As an in vivo model, they utilized a mouse model developed by crossing a mouse expressing human TfR1 with another expressing toxic human DMPK including 1000 CTG repeats. They demonstrated a significant reduction of DMPK expression as well as splicing correction in different skeletal muscles. They also showed that DYNE-101 administration resulted in efficient knockdown and well-tolerated in non-human primates (NHPs).
Weeden continued his talk by focusing on splice modulation for the treatment of Duchenne muscular dystrophy (DMD) which is associated with the mutations in the gene encoding dystrophin. Missing exons in DMD pre-mRNA induce frameshift and early stop codon formation resulting in the absence of functional dystrophin expression.
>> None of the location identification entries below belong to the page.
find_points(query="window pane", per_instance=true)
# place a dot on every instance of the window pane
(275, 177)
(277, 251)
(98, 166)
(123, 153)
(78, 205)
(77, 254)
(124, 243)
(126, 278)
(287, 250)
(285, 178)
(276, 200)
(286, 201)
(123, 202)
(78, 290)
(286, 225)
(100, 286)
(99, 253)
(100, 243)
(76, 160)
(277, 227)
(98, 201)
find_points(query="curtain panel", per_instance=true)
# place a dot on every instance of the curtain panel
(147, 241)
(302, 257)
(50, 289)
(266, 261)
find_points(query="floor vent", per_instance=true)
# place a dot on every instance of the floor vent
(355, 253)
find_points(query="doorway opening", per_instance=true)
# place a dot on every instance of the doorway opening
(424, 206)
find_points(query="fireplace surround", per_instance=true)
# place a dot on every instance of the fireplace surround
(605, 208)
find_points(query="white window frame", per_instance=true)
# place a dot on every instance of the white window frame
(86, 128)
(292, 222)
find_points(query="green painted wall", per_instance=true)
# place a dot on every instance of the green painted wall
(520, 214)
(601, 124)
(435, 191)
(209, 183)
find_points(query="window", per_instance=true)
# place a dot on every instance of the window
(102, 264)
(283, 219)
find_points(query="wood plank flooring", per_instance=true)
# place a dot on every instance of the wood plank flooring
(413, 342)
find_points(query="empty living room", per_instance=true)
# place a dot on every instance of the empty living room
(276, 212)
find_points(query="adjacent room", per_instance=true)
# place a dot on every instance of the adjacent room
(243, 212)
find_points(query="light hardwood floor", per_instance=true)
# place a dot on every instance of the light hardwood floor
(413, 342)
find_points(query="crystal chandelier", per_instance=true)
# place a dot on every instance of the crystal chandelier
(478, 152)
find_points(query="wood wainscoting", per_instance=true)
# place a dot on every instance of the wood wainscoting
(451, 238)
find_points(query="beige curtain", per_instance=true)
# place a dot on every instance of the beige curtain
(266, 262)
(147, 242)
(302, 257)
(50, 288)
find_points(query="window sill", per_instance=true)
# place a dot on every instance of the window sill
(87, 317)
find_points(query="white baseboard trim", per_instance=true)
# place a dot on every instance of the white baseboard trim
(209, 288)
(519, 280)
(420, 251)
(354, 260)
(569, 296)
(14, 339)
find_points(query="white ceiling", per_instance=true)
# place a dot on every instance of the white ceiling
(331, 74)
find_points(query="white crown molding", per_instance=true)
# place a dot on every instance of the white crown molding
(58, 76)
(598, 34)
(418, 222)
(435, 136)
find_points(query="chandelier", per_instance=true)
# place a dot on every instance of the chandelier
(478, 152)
Phosphorodiamidate morpholino oligomer (PMO) treatment via FORCE platform for exon skipping resulted in truncation of pre-mRNA allowing the expression of truncated but functional dystrophin protein.
Pharmacokinetic profiling studies on mouse model lacking dystrophin expression indicated a rapid uptake of ASOs into muscle tissue, a slightly delayed exon skipping, and a further delay in protein production. They also demonstrated the robustness and the durability of the strategy by western blot and dystrophin-positive fibers via fluorescent microscopy analysis. They compared the delivery efficiency of naked ASOs and their candidate DYNE-251 in NHPs and indicated that they achieved over 40 times greater amount of PMO in the muscle tissue of the animals. They also demonstrated safety profile of their candidate in NHPs and promising results reaching up to 52% exon skipping efficiency in diaphragm. Weeden explained that the FORCE platform enables targeted delivery of therapeutic oligonucleotides to muscle with considerable efficiencies demonstrated in in vivo and in vitro studies. They achieved efficient target modification across preclinical disease models for DM1 and DMD, and were able to target and correct toxic and dysfunctional proteins produced as a result of mutations. Additionally, enhanced muscle delivery, target engagement and a favorable safety profile have been shown in various studies.